Say this about Kansas University’s 2000-2001 men’s basketball schedule:
It is different.
“The schedule is screwy. It is somewhat unusual,” KU coach Roy Williams said.
The Jayhawks, off to a 10-1 start heading into Saturday’s Sprint Shootout contest against Southwest Missouri State (8:05 p.m., Kemper Arena), played nine games, counting two exhibitions, during the first 29 days of the season.
Included was a stretch of five straight home games in 13 days against North Dakota, Boise State, Washburn, Middle Tennessee State and Illinois State.
Now, KU is in the midst of a bizarre five-week stretch of Saturday-only games.
The Jayhawks pounded Tulsa, 92-69, on Saturday, Dec. 16, at Allen Fieldhouse and nipped Ohio State, 69-68, last Saturday in Columbus, Ohio.
On Saturday, it’s KU versus the Bears, 4-4 entering tonight’s game against Stetson in Springfield, Mo.
On Saturday, Jan. 6, KU travels to Texas Tech. Then on Saturday, Jan. 13, KU heads to Oklahoma before playing host to Nebraska on Wednesday, Jan. 17.
A lot of practice sessions are on the upcoming slate; very few games.
“We come back from Christmas and have three weeks of Saturday games with nothing in between. Hopefully we’ll get a lot of work done from an execution standpoint and not work them so hard they won’t have their legs on game day,” Williams said.
The Jayhawk players now know how college football players feel, playing solely on Saturday.
“It might be good and it might be bad,” sophomore forward Drew Gooden said. “You would like to get in a flow where you are playing a game every three days. There are a whole lot of gaps in there for practice.
“Guys can get tired and injuries come up a lot during that time. We just have to get that out of our head and when we play just go out there and play.”
The Jayhawk players, who headed home for the Christmas holiday after Saturday’s game, were to congregate for a pair of practices today in preparation for SW Missouri State.
“I’m happy they are home spending time with their families. That is important,” Williams said. “I gave them an extra day. It puts pressure on them to jump back in it quickly. I’m looking forward to practice Thursday, watching the tape (of OSU game) then bringing them back Thursday night.”

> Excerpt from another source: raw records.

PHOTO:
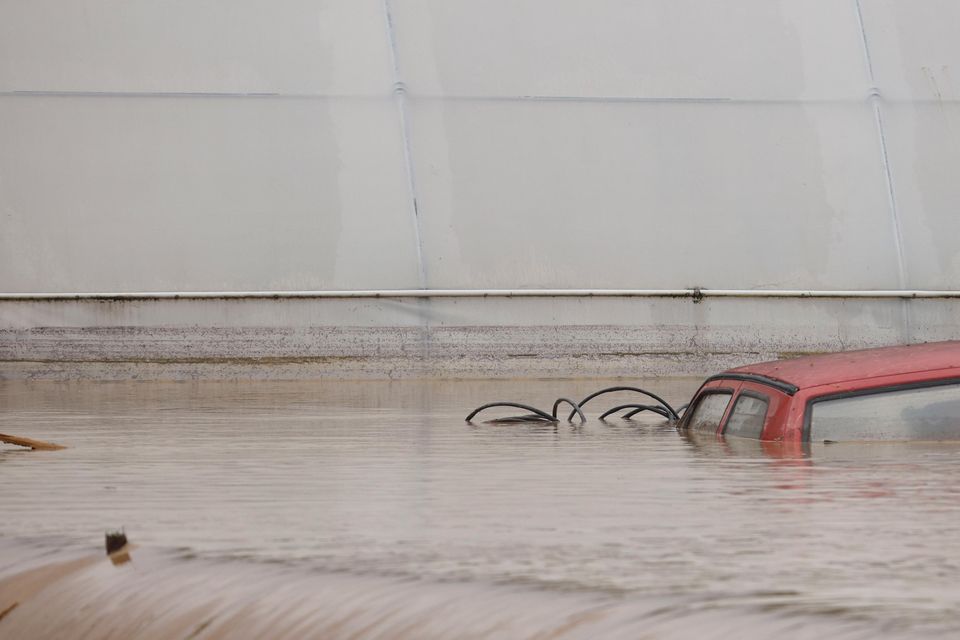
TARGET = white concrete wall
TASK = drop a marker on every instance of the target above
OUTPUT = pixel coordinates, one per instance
(383, 144)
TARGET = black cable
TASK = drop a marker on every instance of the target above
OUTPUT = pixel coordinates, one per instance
(541, 414)
(637, 408)
(576, 409)
(673, 415)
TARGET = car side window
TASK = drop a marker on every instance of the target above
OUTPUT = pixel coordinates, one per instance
(709, 411)
(747, 418)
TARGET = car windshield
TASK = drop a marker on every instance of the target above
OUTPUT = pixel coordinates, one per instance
(927, 413)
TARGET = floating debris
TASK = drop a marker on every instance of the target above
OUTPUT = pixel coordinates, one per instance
(115, 541)
(30, 443)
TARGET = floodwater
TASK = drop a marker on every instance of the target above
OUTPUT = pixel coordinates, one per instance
(371, 509)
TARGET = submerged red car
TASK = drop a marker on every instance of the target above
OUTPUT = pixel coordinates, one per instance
(891, 393)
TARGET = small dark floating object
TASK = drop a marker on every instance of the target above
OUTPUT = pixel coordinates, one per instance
(30, 443)
(115, 541)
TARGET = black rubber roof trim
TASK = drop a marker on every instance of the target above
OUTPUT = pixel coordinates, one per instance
(786, 387)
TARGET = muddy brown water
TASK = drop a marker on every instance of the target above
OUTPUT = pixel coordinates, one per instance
(370, 509)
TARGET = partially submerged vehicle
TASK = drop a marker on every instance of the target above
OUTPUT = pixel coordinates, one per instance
(890, 393)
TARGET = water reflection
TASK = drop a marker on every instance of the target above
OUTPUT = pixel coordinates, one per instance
(384, 481)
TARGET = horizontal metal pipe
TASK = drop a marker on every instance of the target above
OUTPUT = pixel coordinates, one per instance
(696, 294)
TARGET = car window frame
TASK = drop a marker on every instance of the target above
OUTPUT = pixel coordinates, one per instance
(712, 391)
(856, 393)
(756, 395)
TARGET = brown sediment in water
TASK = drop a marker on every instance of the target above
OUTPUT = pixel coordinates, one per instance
(157, 595)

Some KU fans were incensed Kenny Gregory was tooted for a technical foul for hanging on the rim after a vicious dunk last Saturday at Ohio State.
After viewing game films, KU coach Williams has no problem with the call.
“When you look at it, Kenny did what he is not supposed to do. He held the rim and pulled himself up in a chinning move,” Williams said on his Hawk Talk radio show. “We are trying to get the officials to call the rules that are in the books. A huge majority of officials would probably have passed on it, but I can’t complain about that call. You have to be able to dunk it without hanging on the rim.”
Williams didn’t see the dunk in person. Let him explain:
“I knew it was pretty much going to be a dunk. I didn’t care about watching it. I knew it’d be two points for us. I was turning (as Gregory stormed in for uncontested slam) and tried to get Kirk’s attention to signal a defense,” he said of point guard Kirk Hinrich.
“All of a sudden the whistle blows and it was a surprise.”
ESPN has released a list of its top 100 high school prospects. Three of KU’s four signees made the list. Aaron Miles, a point guard from Portland, Ore., ranks 22nd; Keith Langford, a shooting guard from Crowley, Texas ranks 48th and Wayne Simien, a power forward from Leavenworth, ranks 73rd. Portland shooting guard Michael Lee did not make ESPN’s top 100 list. Neither did Jeff Hawkins, the KC Sumner point guard who will walk on KU’s team next year, then be put on scholarship for the 2002-03 season.